Aufnahme: ©rs

Das Einstein in der Kurfürstenstraße war das schönste und legendärste Caféhaus Wiener Prägung in Berlin. Man fand dort die tägliche Weltpresse ebenso wie Leute ›von Welt‹ (oder solche, die sich dafür halten): ›Monde‹ & ›Demi-Monde‹ reichlich, glücklich vereint. Dort auch sitzt der Flaneur, trifft sich mit Leuten, mit denen er beruflich zu tun hat, liest Zeitung, sieht schönen Frauen nach, unterhält sich über Ausstellungen, Theater etc.
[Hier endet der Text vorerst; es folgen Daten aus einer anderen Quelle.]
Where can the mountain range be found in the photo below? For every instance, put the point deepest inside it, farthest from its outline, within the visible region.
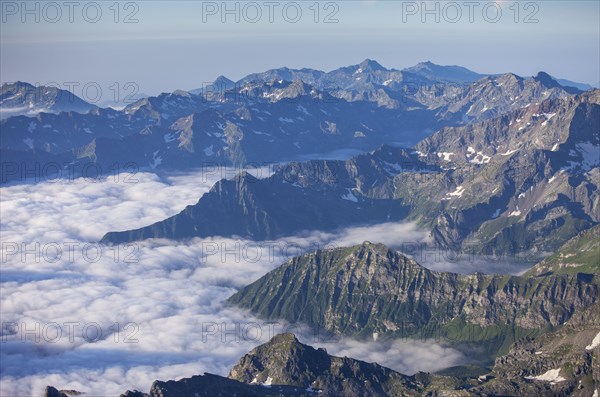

Die Kolumne des Berliner Philosophen Steffen Dietzsch, Bannkreis, versammelt – in loser Folge – die Resultate seines Flanierens: kleine Glossen, Artikel zur Sache. 

 

… neulich im Einstein

als die Gazetten euphorisch vom Wandel zur Demokratie in einigen arabischen Staaten Nordafrikas, gar des Nahen und Mittleren Ostens überhaupt kündeten, musste ich an die Geschichte von Kalif Storch denken: da war es ein – auch occidentelles (lateinisches) – Zauberwort und -mittel, das eine Lebens- & Erkenntnisverbesserung hervorzurufen versprach … im Märchen geht das gut aus – der zugereiste Zauberer, der jene Wunderdroge und das ›Passwort‹ – mutabor – anbot, wird sein eigenes Opfer, der natürliche (Herrschafts)Zustand von vorher wieder hergestellt. – Kann das vielleicht allegorisch ein paar Probleme mit der Demokratie in jenen Regionen jenseits vom Mare Mediterraneum, des ›Weissen Meeres‹, wie es türkisch bzw. arabisch genannt wird, andeuten?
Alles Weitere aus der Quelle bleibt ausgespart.